What You Need to Know About The State Department’s Release Of Hillary’s Emails
Image Credits: Saul Loeb/AP Photo
The political world was rocked on Wednesday by a newly released report from the State Department’s Inspector General on Hillary Clinton’s private email server. To the surprise of just about no one, they found that Hillary’s private email server was irregular and did violate Federal regulations.
The report says:
“The Federal Records Act requires appropriate management and preservation of Federal Government records, regardless of physical form or characteristics that document the organization, functions, policies, decisions, procedures, and essential transactions of an agency. For the last two decades, both Department of State (Department) policy and Federal regulations have explicitly stated that emails may qualified as Federal records.”
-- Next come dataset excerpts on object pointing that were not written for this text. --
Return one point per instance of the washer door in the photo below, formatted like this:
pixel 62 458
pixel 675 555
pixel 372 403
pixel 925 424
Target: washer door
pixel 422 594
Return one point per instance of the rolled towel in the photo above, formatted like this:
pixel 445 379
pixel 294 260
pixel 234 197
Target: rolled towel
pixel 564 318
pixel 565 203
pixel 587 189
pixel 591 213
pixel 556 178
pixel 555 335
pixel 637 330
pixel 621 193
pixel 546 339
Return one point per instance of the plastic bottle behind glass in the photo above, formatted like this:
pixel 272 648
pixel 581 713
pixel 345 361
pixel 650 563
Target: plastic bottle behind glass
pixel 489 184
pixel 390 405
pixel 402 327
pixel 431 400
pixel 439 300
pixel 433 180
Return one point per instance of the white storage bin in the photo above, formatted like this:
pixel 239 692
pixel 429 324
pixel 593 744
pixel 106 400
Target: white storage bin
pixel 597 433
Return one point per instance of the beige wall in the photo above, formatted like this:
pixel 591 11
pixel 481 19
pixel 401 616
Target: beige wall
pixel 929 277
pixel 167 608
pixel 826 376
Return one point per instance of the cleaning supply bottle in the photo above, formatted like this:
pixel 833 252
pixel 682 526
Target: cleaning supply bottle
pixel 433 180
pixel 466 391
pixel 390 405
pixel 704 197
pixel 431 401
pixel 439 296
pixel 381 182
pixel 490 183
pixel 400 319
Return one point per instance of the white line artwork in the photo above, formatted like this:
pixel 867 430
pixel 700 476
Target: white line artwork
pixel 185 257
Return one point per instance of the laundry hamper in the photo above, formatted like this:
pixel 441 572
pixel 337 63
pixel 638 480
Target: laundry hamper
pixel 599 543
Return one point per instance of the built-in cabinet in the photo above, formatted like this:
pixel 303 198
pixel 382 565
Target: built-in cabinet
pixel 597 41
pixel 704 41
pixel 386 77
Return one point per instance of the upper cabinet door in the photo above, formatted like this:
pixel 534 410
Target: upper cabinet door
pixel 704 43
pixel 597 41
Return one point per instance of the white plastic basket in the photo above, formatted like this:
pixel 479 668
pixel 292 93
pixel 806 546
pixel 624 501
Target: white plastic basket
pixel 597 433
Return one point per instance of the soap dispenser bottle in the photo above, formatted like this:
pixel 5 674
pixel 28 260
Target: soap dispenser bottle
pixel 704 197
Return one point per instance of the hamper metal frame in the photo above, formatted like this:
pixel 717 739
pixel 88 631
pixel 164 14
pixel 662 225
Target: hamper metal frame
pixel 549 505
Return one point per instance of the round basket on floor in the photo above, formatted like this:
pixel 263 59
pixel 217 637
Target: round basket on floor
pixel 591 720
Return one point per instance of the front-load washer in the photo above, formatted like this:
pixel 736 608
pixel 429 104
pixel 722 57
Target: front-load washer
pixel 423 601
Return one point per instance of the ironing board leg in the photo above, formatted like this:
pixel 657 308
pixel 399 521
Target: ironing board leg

So, what does that mean? It means that Hillary can’t make excuses about them being emails and therefore not records, or unimportant and personal, or that she didn’t know better. This policy has been in place since email became a major part of our world, and a Secretary of State serving from 2009-2013 would certainly be aware of these regulations. She wasn’t new to the email game, and this wasn’t a new rule, so she has zero excuses for not following it. As the Secretary of State, she was required to obey the Federal Records Act, and she didn’t. It is as simple as that.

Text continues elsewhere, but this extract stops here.